Roger William Barbour (April 5, 1919 – August 26, 1993) was an American vertebrate zoologist, herpetologist, naturalist, and wildlife photographer. His main research interest focused on the amphibians and reptiles of Kentucky.

== Biography ==
Barbour was born in Morehead, Kentucky to John William and Laura (née Hall) Barbour and came from a farming family. He spent most of his youth exploring the nearby hills and forests of his hometown in northeastern Kentucky. At age fifteen, he enrolled at Morehead State Teachers College (now Morehead State University), where he received his Bachelor of Science degree in 1938. His mentor was zoology professor Wilfred A. Welter (1906–1939), who introduced him to the study of ornithology and herpetology; Barbour later named the salamander Desmognathus welteri in his honor in 1950. In December 1938, Barbour married Bernice Lewis, and the couple had one daughter and two sons. In 1939, he earned his Master of Science degree in ornithology at Cornell University under Arthur Augustus Allen. Soon after, he began doctoral studies under Albert H. Wright (1879–1970) at Cornell, which were interrupted by World War II.

While waiting for his military draft, Barbour taught at various colleges in Kentucky. From 1945 to 1946, he served in the United States Army, and upon returning to Cornell, he changed advisors to mammalogist William J. Hamilton, Jr. Barbour completed his Ph.D. in 1949 with a dissertation on the mammals, amphibians, and reptiles of Big Black Mountain in Harlan County, a coal region in southeastern Kentucky.

From 1949 to 1950, Barbour taught natural sciences in Wheeling, West Virginia, before joining the University of Kentucky in Lexington. He served there as an instructor until 1952, assistant professor until 1956, associate professor until 1968, and full professor until his retirement in 1984.
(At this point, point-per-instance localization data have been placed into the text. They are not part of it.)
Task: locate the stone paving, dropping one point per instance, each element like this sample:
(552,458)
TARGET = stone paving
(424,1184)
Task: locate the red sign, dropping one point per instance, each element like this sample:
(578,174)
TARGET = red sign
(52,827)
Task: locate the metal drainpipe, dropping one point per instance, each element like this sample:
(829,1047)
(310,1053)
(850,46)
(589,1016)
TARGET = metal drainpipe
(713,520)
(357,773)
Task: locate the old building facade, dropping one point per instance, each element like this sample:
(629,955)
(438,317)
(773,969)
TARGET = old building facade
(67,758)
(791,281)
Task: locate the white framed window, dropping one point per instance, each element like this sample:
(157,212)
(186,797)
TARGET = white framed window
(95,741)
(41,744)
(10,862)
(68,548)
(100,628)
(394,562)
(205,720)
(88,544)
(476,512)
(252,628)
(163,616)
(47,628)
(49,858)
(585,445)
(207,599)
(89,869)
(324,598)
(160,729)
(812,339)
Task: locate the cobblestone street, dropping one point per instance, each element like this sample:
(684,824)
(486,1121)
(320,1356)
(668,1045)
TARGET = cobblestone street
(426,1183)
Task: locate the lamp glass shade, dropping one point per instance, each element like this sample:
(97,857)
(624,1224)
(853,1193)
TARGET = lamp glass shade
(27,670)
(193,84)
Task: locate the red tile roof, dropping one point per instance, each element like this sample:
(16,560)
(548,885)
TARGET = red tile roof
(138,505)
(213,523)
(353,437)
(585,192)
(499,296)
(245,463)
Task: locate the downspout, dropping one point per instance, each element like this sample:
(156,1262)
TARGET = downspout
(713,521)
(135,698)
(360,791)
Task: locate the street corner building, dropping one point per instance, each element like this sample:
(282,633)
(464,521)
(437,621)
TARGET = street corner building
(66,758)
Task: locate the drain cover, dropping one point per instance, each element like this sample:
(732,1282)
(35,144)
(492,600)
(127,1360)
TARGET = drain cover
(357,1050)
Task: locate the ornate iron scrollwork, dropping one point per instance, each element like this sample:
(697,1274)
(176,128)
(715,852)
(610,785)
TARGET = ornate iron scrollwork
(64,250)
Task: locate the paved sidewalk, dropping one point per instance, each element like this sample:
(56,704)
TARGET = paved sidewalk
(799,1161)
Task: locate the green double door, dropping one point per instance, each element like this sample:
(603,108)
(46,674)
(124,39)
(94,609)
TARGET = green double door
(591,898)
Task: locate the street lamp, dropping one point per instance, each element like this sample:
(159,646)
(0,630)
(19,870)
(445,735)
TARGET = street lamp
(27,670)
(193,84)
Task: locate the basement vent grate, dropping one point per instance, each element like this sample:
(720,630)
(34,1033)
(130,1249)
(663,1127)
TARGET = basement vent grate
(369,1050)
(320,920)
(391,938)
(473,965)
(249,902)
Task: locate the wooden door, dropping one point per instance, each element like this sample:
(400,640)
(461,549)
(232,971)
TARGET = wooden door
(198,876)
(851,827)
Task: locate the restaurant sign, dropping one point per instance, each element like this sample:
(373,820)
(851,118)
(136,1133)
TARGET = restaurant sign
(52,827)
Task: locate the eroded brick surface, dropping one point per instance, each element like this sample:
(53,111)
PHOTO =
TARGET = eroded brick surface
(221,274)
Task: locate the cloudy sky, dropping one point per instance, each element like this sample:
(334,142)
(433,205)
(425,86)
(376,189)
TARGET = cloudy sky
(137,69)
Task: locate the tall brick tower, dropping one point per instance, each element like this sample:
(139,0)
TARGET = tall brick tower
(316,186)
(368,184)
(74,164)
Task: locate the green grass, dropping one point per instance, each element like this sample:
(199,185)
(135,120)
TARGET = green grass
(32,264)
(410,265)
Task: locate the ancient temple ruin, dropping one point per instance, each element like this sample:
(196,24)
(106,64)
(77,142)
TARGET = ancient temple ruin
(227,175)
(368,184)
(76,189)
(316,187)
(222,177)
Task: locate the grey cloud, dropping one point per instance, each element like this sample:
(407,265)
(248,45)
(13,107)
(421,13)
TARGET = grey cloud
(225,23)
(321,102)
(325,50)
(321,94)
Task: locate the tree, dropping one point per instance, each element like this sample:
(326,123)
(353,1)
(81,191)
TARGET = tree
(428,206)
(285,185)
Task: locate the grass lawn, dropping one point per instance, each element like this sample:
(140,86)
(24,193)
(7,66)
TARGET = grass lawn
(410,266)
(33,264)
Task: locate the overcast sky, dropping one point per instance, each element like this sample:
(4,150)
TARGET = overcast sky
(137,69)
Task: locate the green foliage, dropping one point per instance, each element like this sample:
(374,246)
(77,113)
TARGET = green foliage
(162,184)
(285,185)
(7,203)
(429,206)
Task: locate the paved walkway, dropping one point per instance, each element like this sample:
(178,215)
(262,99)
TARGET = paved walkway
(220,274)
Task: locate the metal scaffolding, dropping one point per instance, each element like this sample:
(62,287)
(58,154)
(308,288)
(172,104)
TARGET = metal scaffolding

Although primarily a herpetologist and mammalogist, Barbour also wrote extensively on other wildlife topics. His non-herpetological books covered North American bats, Kentucky's shrubs and trees, wildflowers and ferns, mammals, birds, and darters (family Percidae). Between 1940 and 1994, he published more than 90 scholarly articles, 35 of which focused on amphibians and reptiles. His twelve books include Amphibians and Reptiles of Kentucky (1971), Turtles of the United States (1972, with Carl H. Ernst), Snakes of Eastern North America (1989, with Ernst), Turtles of the World (1989, with Ernst), and Turtles of the United States and Canada (1994, with Ernst and Jeffrey E. Lovich). Barbour was also an accomplished nature photographer whose color and black-and-white wildlife and plant photographs appear throughout his works.

== Eponyms ==
In 1989, Fred Kraus and James W. Petranka honored Barbour by naming the salamander species Ambystoma barbouri, which occurs in the Midwestern United States, after him.

== Selected works ==
- with Wayne H. Davis: Bats of America, University Press of Kentucky, Lexington, KY, 1969.
- Amphibians and Reptiles of Kentucky, University Press of Kentucky, Lexington, KY, 1971.
- with Mary E. Wharton: A Guide to the Wildflowers and Ferns of Kentucky, University Press of Kentucky, Lexington, KY, 1971.
- with Carl H. Ernst: Turtles of the United States, University Press of Kentucky, Lexington, KY, 1972.
- with Clell T. Peterson, Delbert Rust, Herbert E. Shadowen, and A. L. Whitt, Jr.: Kentucky Birds: A Finding Guide, University Press of Kentucky, Lexington, KY, 1973.
- with Mary E. Wharton: Trees and Shrubs of Kentucky, University Press of Kentucky, Lexington, KY, 1973.
- with Wayne H. Davis: Mammals of Kentucky, University Press of Kentucky, Lexington, KY, 1974.
- with Robert A. Kuehne: The American Darters, University Press of Kentucky, Lexington, KY, 1983.
- with Carl H. Ernst: Turtles of the World, Smithsonian Institution Press, Washington, D.C., 1989.
- with Carl H. Ernst: Snakes of Eastern North America, George Mason University Press, Fairfax, VA, 1989.
- with Mary E. Wharton: Bluegrass Land and Life: Land Character, Plants, and Animals of the Inner Bluegrass Region of Kentucky, Past, Present, and Future, University Press of Kentucky, Lexington, KY, 1991.
- with Carl H. Ernst and Jeffrey E. Lovich: Turtles of the United States and Canada, Smithsonian Institution Press, Washington, D.C., 1994.